Architecture Matters More Than Scale: A Comparative Study of Retrieval and Memory Augmentation for Financial QA Under SME Compute Constraints

from arxiv, Accepted at the 2026 6th International Conference on Artificial Intelligence and Industrial Technology Applications (AIITA 2026), to be published by IEEE. 12 pages, 5 figures

The rapid adoption of artificial intelligence (AI) and large language models (LLMs) is transforming financial analytics by enabling natural language interfaces for reporting, decision support, and automated reasoning. However, limited empirical understanding exists regarding how different LLM-based reasoning architectures perform across realistic financial workflows, particularly under the cost, accuracy, and compliance constraints faced by small and medium-sized enterprises (SMEs). SMEs typically operate within severe infrastructure constraints, lacking cloud GPU budgets, dedicated AI teams, and API-scale inference capacity, making architectural efficiency a first-class concern. To ensure practical relevance, we introduce an explicit SME-constrained evaluation setting in which all experiments are conducted using a locally hosted 8B-parameter instruction-tuned model without cloud-scale infrastructure. This design isolates the impact of architectural choices within a realistic deployment environment. We systematically compare four reasoning architectures: baseline LLM, retrieval-augmented generation (RAG), structured long-term memory, and memory-augmented conversational reasoning across both FinQA and ConvFinQA benchmarks. Results reveal a consistent architectural inversion: structured memory improves precision in deterministic, operand-explicit tasks, while retrieval-based approaches outperform memory-centric methods in conversational, reference-implicit settings. Based on these findings, we propose a hybrid deployment framework that dynamically selects reasoning strategies to balance numerical accuracy, auditability, and infrastructure efficiency, providing a practical pathway for financial AI adoption in resource-constrained environments.

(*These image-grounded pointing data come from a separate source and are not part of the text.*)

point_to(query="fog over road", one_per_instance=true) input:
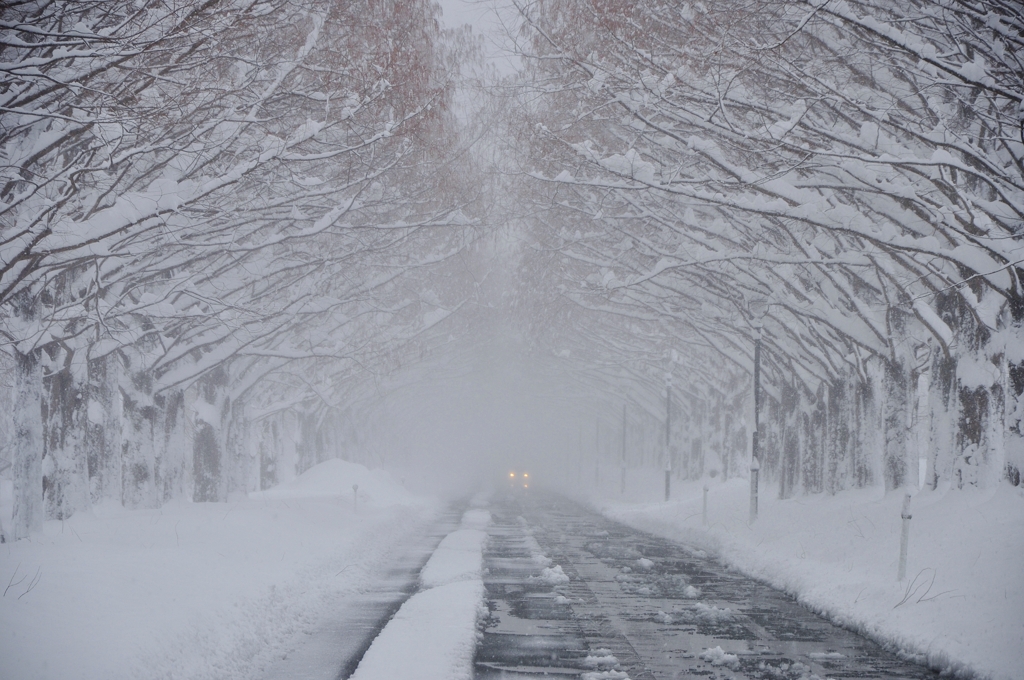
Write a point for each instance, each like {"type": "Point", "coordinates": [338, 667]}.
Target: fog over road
{"type": "Point", "coordinates": [635, 605]}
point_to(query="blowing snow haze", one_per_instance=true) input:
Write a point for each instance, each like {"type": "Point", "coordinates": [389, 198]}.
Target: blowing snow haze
{"type": "Point", "coordinates": [293, 295]}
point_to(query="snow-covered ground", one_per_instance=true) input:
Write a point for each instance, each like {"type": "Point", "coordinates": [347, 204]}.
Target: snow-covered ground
{"type": "Point", "coordinates": [195, 591]}
{"type": "Point", "coordinates": [961, 607]}
{"type": "Point", "coordinates": [433, 635]}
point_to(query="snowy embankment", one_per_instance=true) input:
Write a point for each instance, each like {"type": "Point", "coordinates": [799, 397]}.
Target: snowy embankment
{"type": "Point", "coordinates": [433, 636]}
{"type": "Point", "coordinates": [962, 605]}
{"type": "Point", "coordinates": [193, 591]}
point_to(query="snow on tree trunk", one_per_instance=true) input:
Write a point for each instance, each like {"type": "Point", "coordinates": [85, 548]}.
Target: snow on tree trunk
{"type": "Point", "coordinates": [895, 425]}
{"type": "Point", "coordinates": [102, 429]}
{"type": "Point", "coordinates": [66, 484]}
{"type": "Point", "coordinates": [28, 444]}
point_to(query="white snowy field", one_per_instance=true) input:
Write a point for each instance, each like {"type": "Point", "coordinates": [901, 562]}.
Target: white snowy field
{"type": "Point", "coordinates": [961, 607]}
{"type": "Point", "coordinates": [194, 591]}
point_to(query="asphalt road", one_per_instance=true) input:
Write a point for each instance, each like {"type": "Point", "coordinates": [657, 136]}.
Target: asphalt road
{"type": "Point", "coordinates": [642, 607]}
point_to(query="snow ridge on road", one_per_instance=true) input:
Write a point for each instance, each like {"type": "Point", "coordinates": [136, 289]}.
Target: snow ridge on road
{"type": "Point", "coordinates": [433, 636]}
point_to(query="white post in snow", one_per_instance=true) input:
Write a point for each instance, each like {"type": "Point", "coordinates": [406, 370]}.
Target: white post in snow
{"type": "Point", "coordinates": [904, 537]}
{"type": "Point", "coordinates": [704, 512]}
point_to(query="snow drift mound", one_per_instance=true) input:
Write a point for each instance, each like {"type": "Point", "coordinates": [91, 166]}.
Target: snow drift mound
{"type": "Point", "coordinates": [336, 477]}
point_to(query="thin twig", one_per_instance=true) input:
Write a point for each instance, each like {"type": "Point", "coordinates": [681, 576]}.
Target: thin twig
{"type": "Point", "coordinates": [34, 583]}
{"type": "Point", "coordinates": [11, 582]}
{"type": "Point", "coordinates": [913, 587]}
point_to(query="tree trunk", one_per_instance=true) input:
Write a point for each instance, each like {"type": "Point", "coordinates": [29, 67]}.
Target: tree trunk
{"type": "Point", "coordinates": [28, 444]}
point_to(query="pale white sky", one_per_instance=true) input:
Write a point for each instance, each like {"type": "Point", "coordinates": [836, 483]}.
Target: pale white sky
{"type": "Point", "coordinates": [483, 16]}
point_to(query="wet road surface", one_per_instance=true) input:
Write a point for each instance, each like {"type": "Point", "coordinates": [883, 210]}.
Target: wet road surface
{"type": "Point", "coordinates": [334, 648]}
{"type": "Point", "coordinates": [613, 603]}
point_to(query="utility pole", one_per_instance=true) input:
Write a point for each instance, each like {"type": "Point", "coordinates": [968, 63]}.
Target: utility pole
{"type": "Point", "coordinates": [758, 307]}
{"type": "Point", "coordinates": [668, 437]}
{"type": "Point", "coordinates": [622, 485]}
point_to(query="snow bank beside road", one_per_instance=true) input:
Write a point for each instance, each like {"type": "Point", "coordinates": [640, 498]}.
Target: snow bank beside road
{"type": "Point", "coordinates": [335, 478]}
{"type": "Point", "coordinates": [192, 591]}
{"type": "Point", "coordinates": [459, 557]}
{"type": "Point", "coordinates": [433, 635]}
{"type": "Point", "coordinates": [961, 606]}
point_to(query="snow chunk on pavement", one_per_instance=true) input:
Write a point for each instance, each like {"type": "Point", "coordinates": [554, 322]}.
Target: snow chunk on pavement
{"type": "Point", "coordinates": [712, 613]}
{"type": "Point", "coordinates": [719, 656]}
{"type": "Point", "coordinates": [553, 576]}
{"type": "Point", "coordinates": [432, 637]}
{"type": "Point", "coordinates": [476, 518]}
{"type": "Point", "coordinates": [600, 659]}
{"type": "Point", "coordinates": [458, 557]}
{"type": "Point", "coordinates": [605, 675]}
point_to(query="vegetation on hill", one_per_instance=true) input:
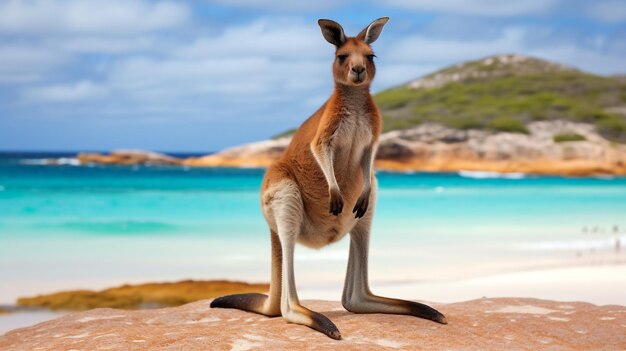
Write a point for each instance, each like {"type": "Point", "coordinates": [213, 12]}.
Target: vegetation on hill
{"type": "Point", "coordinates": [505, 93]}
{"type": "Point", "coordinates": [505, 97]}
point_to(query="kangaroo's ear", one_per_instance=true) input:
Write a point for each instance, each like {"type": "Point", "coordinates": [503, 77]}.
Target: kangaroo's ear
{"type": "Point", "coordinates": [371, 32]}
{"type": "Point", "coordinates": [332, 31]}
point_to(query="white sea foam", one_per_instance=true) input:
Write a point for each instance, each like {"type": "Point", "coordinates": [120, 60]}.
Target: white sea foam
{"type": "Point", "coordinates": [63, 161]}
{"type": "Point", "coordinates": [68, 161]}
{"type": "Point", "coordinates": [589, 244]}
{"type": "Point", "coordinates": [36, 161]}
{"type": "Point", "coordinates": [322, 256]}
{"type": "Point", "coordinates": [486, 175]}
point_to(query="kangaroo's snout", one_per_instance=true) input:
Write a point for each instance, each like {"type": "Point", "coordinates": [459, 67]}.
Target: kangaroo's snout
{"type": "Point", "coordinates": [357, 74]}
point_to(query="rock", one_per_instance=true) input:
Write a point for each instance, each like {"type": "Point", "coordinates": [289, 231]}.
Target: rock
{"type": "Point", "coordinates": [260, 154]}
{"type": "Point", "coordinates": [128, 157]}
{"type": "Point", "coordinates": [485, 324]}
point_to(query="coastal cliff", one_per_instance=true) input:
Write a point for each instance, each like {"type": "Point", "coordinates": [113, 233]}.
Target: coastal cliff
{"type": "Point", "coordinates": [549, 147]}
{"type": "Point", "coordinates": [506, 114]}
{"type": "Point", "coordinates": [484, 324]}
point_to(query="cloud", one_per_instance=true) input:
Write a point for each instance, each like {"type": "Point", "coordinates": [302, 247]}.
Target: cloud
{"type": "Point", "coordinates": [491, 8]}
{"type": "Point", "coordinates": [607, 11]}
{"type": "Point", "coordinates": [282, 5]}
{"type": "Point", "coordinates": [83, 90]}
{"type": "Point", "coordinates": [122, 17]}
{"type": "Point", "coordinates": [22, 64]}
{"type": "Point", "coordinates": [276, 38]}
{"type": "Point", "coordinates": [105, 45]}
{"type": "Point", "coordinates": [258, 60]}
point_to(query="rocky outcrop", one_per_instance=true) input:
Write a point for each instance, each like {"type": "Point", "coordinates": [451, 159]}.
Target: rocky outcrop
{"type": "Point", "coordinates": [485, 324]}
{"type": "Point", "coordinates": [433, 147]}
{"type": "Point", "coordinates": [128, 157]}
{"type": "Point", "coordinates": [259, 154]}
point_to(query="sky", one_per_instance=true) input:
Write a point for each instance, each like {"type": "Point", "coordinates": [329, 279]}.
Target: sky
{"type": "Point", "coordinates": [203, 75]}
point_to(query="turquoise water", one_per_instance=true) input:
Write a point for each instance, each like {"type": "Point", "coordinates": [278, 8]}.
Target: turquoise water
{"type": "Point", "coordinates": [60, 223]}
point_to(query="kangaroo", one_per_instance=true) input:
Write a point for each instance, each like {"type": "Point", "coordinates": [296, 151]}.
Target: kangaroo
{"type": "Point", "coordinates": [328, 164]}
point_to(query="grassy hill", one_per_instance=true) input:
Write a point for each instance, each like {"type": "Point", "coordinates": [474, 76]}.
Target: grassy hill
{"type": "Point", "coordinates": [504, 93]}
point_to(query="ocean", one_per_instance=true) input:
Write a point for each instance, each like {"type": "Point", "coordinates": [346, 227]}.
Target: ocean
{"type": "Point", "coordinates": [71, 226]}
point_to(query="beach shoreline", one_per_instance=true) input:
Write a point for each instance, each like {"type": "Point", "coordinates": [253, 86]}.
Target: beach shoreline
{"type": "Point", "coordinates": [597, 284]}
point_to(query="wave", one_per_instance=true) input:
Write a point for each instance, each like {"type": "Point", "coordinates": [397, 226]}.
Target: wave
{"type": "Point", "coordinates": [115, 227]}
{"type": "Point", "coordinates": [589, 244]}
{"type": "Point", "coordinates": [489, 175]}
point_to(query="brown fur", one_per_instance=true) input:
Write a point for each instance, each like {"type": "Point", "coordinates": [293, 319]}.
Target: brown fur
{"type": "Point", "coordinates": [327, 170]}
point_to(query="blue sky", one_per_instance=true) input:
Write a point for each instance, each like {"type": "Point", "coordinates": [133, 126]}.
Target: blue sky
{"type": "Point", "coordinates": [207, 74]}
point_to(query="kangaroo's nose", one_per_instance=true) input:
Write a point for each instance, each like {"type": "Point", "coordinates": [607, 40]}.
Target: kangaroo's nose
{"type": "Point", "coordinates": [358, 69]}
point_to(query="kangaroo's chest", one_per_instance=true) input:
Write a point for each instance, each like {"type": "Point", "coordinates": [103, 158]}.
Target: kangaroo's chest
{"type": "Point", "coordinates": [353, 135]}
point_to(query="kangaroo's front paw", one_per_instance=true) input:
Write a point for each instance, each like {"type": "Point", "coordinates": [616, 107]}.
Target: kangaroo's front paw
{"type": "Point", "coordinates": [361, 204]}
{"type": "Point", "coordinates": [336, 202]}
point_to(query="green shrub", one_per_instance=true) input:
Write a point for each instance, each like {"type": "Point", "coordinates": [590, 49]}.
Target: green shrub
{"type": "Point", "coordinates": [507, 124]}
{"type": "Point", "coordinates": [560, 138]}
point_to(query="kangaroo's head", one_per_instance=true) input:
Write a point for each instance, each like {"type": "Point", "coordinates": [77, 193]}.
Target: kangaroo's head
{"type": "Point", "coordinates": [354, 58]}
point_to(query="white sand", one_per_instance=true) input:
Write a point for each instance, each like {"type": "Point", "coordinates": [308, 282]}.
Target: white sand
{"type": "Point", "coordinates": [600, 285]}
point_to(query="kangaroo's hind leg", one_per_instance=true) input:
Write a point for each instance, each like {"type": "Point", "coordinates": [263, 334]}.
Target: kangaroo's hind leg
{"type": "Point", "coordinates": [285, 211]}
{"type": "Point", "coordinates": [259, 303]}
{"type": "Point", "coordinates": [357, 296]}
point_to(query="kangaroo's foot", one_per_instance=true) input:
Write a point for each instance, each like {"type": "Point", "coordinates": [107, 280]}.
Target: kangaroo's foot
{"type": "Point", "coordinates": [378, 304]}
{"type": "Point", "coordinates": [299, 314]}
{"type": "Point", "coordinates": [252, 302]}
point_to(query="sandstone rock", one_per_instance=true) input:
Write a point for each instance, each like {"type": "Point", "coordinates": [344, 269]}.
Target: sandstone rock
{"type": "Point", "coordinates": [433, 147]}
{"type": "Point", "coordinates": [260, 154]}
{"type": "Point", "coordinates": [485, 324]}
{"type": "Point", "coordinates": [128, 157]}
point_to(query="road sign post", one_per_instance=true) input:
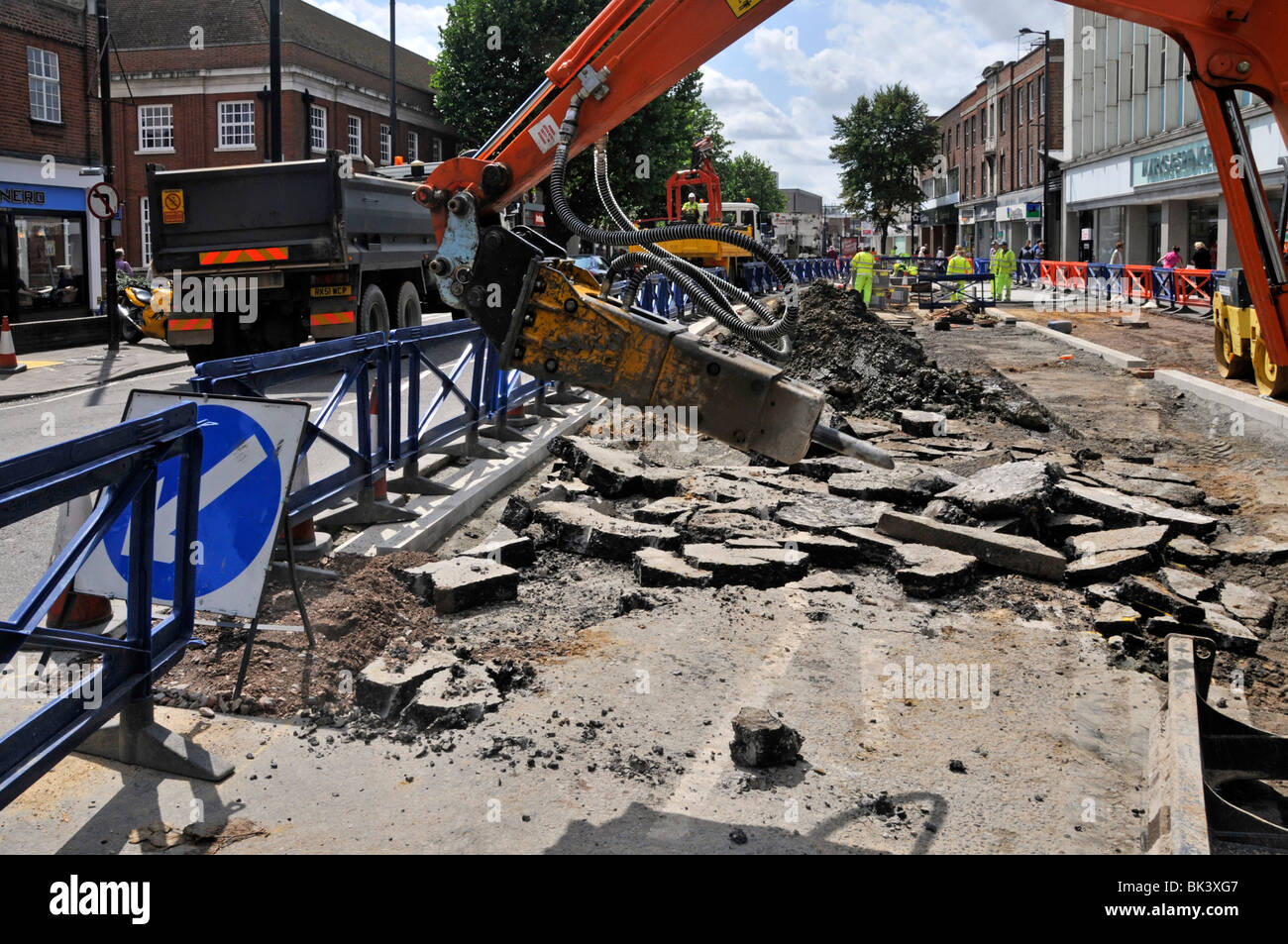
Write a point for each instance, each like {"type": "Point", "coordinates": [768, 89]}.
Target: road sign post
{"type": "Point", "coordinates": [248, 463]}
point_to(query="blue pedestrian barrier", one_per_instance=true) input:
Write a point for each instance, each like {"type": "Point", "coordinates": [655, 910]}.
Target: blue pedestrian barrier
{"type": "Point", "coordinates": [121, 464]}
{"type": "Point", "coordinates": [423, 419]}
{"type": "Point", "coordinates": [362, 365]}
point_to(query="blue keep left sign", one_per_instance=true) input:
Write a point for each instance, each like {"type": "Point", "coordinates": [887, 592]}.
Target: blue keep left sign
{"type": "Point", "coordinates": [248, 456]}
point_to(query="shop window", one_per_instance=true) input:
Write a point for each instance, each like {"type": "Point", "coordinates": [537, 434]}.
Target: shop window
{"type": "Point", "coordinates": [236, 124]}
{"type": "Point", "coordinates": [356, 136]}
{"type": "Point", "coordinates": [51, 264]}
{"type": "Point", "coordinates": [156, 128]}
{"type": "Point", "coordinates": [317, 128]}
{"type": "Point", "coordinates": [44, 85]}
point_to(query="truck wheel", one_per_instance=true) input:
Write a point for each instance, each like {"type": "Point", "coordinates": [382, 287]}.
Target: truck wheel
{"type": "Point", "coordinates": [1271, 378]}
{"type": "Point", "coordinates": [374, 313]}
{"type": "Point", "coordinates": [408, 308]}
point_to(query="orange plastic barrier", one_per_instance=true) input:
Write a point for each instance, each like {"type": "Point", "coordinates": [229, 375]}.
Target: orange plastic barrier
{"type": "Point", "coordinates": [1194, 286]}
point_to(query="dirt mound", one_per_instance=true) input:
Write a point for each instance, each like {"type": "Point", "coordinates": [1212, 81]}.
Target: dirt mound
{"type": "Point", "coordinates": [866, 366]}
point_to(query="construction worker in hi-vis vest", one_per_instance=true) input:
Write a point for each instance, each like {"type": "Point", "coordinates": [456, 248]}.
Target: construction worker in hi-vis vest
{"type": "Point", "coordinates": [1005, 273]}
{"type": "Point", "coordinates": [960, 265]}
{"type": "Point", "coordinates": [863, 265]}
{"type": "Point", "coordinates": [691, 211]}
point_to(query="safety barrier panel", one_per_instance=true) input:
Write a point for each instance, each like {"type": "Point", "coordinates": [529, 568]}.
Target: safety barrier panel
{"type": "Point", "coordinates": [1138, 282]}
{"type": "Point", "coordinates": [420, 419]}
{"type": "Point", "coordinates": [362, 362]}
{"type": "Point", "coordinates": [120, 463]}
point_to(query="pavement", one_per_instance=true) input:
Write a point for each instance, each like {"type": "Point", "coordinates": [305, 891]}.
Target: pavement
{"type": "Point", "coordinates": [78, 368]}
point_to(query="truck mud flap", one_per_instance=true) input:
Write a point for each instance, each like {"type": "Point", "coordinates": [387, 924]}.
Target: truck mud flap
{"type": "Point", "coordinates": [1197, 755]}
{"type": "Point", "coordinates": [185, 333]}
{"type": "Point", "coordinates": [327, 325]}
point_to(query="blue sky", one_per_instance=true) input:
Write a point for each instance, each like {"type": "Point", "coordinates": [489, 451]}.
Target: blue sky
{"type": "Point", "coordinates": [777, 88]}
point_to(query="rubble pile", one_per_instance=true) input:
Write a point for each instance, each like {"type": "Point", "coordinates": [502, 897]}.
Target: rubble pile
{"type": "Point", "coordinates": [1136, 539]}
{"type": "Point", "coordinates": [863, 364]}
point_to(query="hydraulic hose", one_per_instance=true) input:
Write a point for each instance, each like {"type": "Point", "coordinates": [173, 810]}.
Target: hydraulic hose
{"type": "Point", "coordinates": [715, 300]}
{"type": "Point", "coordinates": [774, 329]}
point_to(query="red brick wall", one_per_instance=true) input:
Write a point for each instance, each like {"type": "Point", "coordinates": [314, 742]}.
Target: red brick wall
{"type": "Point", "coordinates": [196, 120]}
{"type": "Point", "coordinates": [72, 37]}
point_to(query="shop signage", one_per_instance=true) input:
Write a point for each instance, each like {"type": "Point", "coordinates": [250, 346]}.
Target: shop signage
{"type": "Point", "coordinates": [1173, 163]}
{"type": "Point", "coordinates": [42, 198]}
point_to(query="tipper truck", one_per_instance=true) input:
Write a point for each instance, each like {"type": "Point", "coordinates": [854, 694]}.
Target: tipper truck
{"type": "Point", "coordinates": [267, 256]}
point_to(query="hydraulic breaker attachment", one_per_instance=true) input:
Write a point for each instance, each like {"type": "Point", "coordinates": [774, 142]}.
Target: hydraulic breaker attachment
{"type": "Point", "coordinates": [546, 318]}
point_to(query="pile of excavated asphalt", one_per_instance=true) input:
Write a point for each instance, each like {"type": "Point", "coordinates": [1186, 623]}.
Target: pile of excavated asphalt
{"type": "Point", "coordinates": [867, 366]}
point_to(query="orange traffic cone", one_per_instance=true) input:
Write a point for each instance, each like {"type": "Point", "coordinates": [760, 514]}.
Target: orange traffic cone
{"type": "Point", "coordinates": [307, 541]}
{"type": "Point", "coordinates": [8, 357]}
{"type": "Point", "coordinates": [73, 610]}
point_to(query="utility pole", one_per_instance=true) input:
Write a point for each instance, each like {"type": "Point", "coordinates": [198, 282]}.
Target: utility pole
{"type": "Point", "coordinates": [104, 91]}
{"type": "Point", "coordinates": [1044, 102]}
{"type": "Point", "coordinates": [274, 77]}
{"type": "Point", "coordinates": [393, 86]}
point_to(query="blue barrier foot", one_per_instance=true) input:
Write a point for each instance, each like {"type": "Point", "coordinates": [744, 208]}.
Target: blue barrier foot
{"type": "Point", "coordinates": [134, 737]}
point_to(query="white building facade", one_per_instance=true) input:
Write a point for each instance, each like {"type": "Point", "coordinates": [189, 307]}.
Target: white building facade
{"type": "Point", "coordinates": [1138, 167]}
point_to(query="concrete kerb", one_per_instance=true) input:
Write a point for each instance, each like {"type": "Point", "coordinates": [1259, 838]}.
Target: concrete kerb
{"type": "Point", "coordinates": [1261, 408]}
{"type": "Point", "coordinates": [476, 485]}
{"type": "Point", "coordinates": [1115, 357]}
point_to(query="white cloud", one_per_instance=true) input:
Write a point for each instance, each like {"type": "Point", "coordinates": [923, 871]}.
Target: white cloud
{"type": "Point", "coordinates": [938, 48]}
{"type": "Point", "coordinates": [789, 141]}
{"type": "Point", "coordinates": [416, 26]}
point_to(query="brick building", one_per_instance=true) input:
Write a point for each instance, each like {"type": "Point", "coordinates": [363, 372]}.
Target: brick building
{"type": "Point", "coordinates": [193, 94]}
{"type": "Point", "coordinates": [991, 143]}
{"type": "Point", "coordinates": [50, 245]}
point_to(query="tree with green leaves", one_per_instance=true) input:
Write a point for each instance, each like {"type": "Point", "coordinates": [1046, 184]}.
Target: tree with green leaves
{"type": "Point", "coordinates": [494, 52]}
{"type": "Point", "coordinates": [884, 145]}
{"type": "Point", "coordinates": [747, 178]}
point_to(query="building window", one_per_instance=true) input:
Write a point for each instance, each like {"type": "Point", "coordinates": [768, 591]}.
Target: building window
{"type": "Point", "coordinates": [356, 136]}
{"type": "Point", "coordinates": [47, 102]}
{"type": "Point", "coordinates": [317, 128]}
{"type": "Point", "coordinates": [156, 128]}
{"type": "Point", "coordinates": [146, 231]}
{"type": "Point", "coordinates": [236, 124]}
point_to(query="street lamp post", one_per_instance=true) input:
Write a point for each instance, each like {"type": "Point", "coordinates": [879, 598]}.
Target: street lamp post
{"type": "Point", "coordinates": [1046, 129]}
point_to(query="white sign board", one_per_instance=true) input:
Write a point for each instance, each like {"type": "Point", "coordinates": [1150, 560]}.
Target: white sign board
{"type": "Point", "coordinates": [246, 465]}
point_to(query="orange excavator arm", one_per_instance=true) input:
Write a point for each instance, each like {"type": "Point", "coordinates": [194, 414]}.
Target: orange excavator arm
{"type": "Point", "coordinates": [635, 51]}
{"type": "Point", "coordinates": [548, 321]}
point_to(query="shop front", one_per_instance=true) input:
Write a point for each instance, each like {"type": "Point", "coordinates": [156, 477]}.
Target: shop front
{"type": "Point", "coordinates": [48, 253]}
{"type": "Point", "coordinates": [1158, 196]}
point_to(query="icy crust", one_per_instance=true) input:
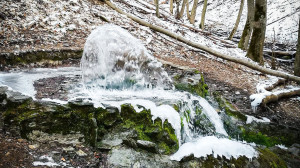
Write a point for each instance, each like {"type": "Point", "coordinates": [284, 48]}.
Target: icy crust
{"type": "Point", "coordinates": [262, 93]}
{"type": "Point", "coordinates": [23, 81]}
{"type": "Point", "coordinates": [217, 146]}
{"type": "Point", "coordinates": [114, 59]}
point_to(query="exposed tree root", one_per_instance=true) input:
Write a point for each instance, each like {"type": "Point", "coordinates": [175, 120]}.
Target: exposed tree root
{"type": "Point", "coordinates": [279, 82]}
{"type": "Point", "coordinates": [244, 62]}
{"type": "Point", "coordinates": [276, 97]}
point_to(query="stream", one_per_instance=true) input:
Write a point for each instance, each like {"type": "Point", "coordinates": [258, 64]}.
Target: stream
{"type": "Point", "coordinates": [116, 69]}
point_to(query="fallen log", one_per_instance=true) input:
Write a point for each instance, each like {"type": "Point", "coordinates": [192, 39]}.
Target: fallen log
{"type": "Point", "coordinates": [279, 82]}
{"type": "Point", "coordinates": [244, 62]}
{"type": "Point", "coordinates": [281, 53]}
{"type": "Point", "coordinates": [274, 97]}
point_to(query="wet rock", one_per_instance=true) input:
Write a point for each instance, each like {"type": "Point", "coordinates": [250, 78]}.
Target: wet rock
{"type": "Point", "coordinates": [127, 157]}
{"type": "Point", "coordinates": [295, 149]}
{"type": "Point", "coordinates": [147, 145]}
{"type": "Point", "coordinates": [130, 142]}
{"type": "Point", "coordinates": [17, 97]}
{"type": "Point", "coordinates": [81, 153]}
{"type": "Point", "coordinates": [68, 149]}
{"type": "Point", "coordinates": [35, 146]}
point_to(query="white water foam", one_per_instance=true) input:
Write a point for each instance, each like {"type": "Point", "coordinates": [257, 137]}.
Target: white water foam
{"type": "Point", "coordinates": [217, 146]}
{"type": "Point", "coordinates": [117, 69]}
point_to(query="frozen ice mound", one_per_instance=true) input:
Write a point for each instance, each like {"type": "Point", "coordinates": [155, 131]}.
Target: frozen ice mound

翻译：人工智能（AI）与大语言模型（LLM）的快速普及正通过自然语言界面推动金融分析领域的变革，涵盖报告生成、决策支持及自动化推理等应用场景。然而，关于不同LLM推理架构在真实金融工作流中的表现差异，尤其在中小企业面临的成本、准确性与合规性约束下的实际效能，目前尚缺乏系统性实证研究。中小企业通常受限于严重的算力基础设施瓶颈：缺乏云端图形处理器预算、专属AI团队及大规模推理接口资源，这使得架构效率成为首要考量因素。为确保研究具有实践相关性，我们专门构建了中小企业约束评估框架——所有实验均基于本地部署的80亿参数指令调优模型，完全摒弃云端基础设施。该设计可在真实部署环境中隔离架构选择带来的影响差异。我们系统对比了四种推理架构：基线LLM、检索增强生成（RAG）、结构化长程记忆及记忆增强对话推理，并在FinQA与ConvFinQA两个基准数据集上展开测试。实验结果揭示出显著的"架构逆效应"：结构化记忆在确定性显式操作数任务中提升精度，而检索式方法在涉及指代隐含关系的对话场景中优于记忆增强方案。基于上述发现，我们提出混合部署框架，通过动态选择推理策略平衡数值精度、可审计性与基础设施效率，为资源受限环境下的金融AI落地提供实践路径。